# Question about market prices



## lilfarmangel (Oct 24, 2012)

Is there a website where I can find the current market price for goats?


----------



## HamiltonAcresBoers (May 9, 2012)

I've been wondering this too! I had a friend who I thought told me about a site, but she passed away last year.


----------



## Maggie (Nov 5, 2010)

http://www.ams.usda.gov/AMSv1.0/ams.fetchTemplateData.do?template=TemplateP&navID=MarketNewsAndTransportationData&leftNav=MarketNewsAndTransportationData&page=LSMarketNewsPageGoats
This lists auctions by state, it lists steer/cows, sheep and goats


----------



## lilfarmangel (Oct 24, 2012)

Thanks for the link Maggie! I had the url to the USDA site, just couldn't find the link to the current price on goats.
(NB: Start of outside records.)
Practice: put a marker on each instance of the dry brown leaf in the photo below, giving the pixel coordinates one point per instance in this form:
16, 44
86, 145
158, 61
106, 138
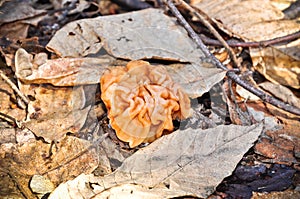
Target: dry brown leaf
56, 111
281, 92
8, 102
15, 18
184, 162
63, 161
139, 35
59, 72
254, 20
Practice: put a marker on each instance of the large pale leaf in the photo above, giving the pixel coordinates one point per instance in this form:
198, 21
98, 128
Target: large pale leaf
188, 162
254, 20
139, 35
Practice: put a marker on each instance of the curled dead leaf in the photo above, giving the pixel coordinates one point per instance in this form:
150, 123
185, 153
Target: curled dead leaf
142, 100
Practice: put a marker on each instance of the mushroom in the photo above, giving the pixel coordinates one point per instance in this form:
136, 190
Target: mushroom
142, 100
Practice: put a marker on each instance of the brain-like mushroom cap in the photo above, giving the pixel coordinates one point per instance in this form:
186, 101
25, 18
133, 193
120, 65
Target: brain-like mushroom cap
142, 100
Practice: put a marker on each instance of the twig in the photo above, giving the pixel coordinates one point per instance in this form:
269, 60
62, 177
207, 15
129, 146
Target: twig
14, 87
231, 74
203, 19
259, 44
8, 118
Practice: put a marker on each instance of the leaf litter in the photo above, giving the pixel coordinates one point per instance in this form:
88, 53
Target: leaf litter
186, 162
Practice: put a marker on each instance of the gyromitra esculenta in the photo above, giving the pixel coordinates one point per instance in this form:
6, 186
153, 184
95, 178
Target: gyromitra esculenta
142, 100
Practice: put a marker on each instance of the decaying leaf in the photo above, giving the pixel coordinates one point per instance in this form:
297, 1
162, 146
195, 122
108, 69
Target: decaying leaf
56, 111
142, 101
16, 17
60, 72
69, 158
140, 35
257, 21
185, 161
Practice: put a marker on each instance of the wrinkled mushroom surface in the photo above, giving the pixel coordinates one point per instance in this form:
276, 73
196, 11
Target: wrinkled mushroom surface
142, 100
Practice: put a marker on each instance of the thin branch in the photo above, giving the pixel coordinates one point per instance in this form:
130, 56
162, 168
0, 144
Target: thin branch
259, 44
231, 74
204, 19
14, 87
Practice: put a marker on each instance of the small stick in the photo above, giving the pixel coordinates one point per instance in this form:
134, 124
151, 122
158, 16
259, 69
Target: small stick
202, 17
259, 44
231, 74
14, 87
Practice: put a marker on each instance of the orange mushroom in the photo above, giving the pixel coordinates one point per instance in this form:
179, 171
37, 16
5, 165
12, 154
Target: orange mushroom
142, 100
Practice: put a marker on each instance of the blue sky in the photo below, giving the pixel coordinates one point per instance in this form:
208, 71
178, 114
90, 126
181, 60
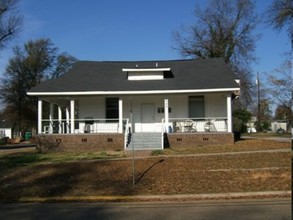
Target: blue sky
127, 30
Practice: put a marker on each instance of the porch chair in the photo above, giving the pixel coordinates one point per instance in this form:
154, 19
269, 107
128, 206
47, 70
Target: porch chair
189, 126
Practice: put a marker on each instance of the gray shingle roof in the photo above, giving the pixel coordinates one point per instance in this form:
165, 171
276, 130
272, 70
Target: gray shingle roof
86, 76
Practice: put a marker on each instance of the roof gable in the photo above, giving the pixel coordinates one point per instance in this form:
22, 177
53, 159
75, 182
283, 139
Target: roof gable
92, 76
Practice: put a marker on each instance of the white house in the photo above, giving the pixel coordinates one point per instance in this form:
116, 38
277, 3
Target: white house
148, 104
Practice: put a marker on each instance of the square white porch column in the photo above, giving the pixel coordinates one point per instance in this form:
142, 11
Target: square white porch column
51, 115
40, 115
59, 119
166, 111
120, 127
72, 113
67, 120
229, 113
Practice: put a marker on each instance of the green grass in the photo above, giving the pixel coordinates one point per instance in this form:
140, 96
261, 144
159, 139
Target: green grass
34, 158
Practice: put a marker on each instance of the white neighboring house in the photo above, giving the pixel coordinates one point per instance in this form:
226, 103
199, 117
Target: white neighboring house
281, 124
251, 125
5, 132
140, 97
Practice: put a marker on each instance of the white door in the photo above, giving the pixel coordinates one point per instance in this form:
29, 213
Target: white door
147, 117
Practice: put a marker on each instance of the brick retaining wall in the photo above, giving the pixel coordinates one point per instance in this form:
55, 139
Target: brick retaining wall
177, 140
99, 142
80, 142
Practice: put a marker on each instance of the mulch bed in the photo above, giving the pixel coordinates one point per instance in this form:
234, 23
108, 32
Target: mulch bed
153, 176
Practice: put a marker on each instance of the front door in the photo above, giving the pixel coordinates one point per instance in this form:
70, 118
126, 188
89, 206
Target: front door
147, 117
I'll try the link I have to see if maybe I just overlooked.
Thanks again!


----------



## lilfarmangel (Oct 24, 2012)

... yeah, that was it... I just didn't click on enough links to get to the one for goats & sheep...


----------



## HamiltonAcresBoers (May 9, 2012)

They don't have Kansas! D: darn. Don't know what I'll do


----------



## lilfarmangel (Oct 24, 2012)

HamiltonAcresBoers said:


> They don't have Kansas! D: darn. Don't know what I'll do


They didn't have Wyoming either. I clicked on the nearest location to where I am... good enough for me, I wasn't looking for anything other than a reference.


----------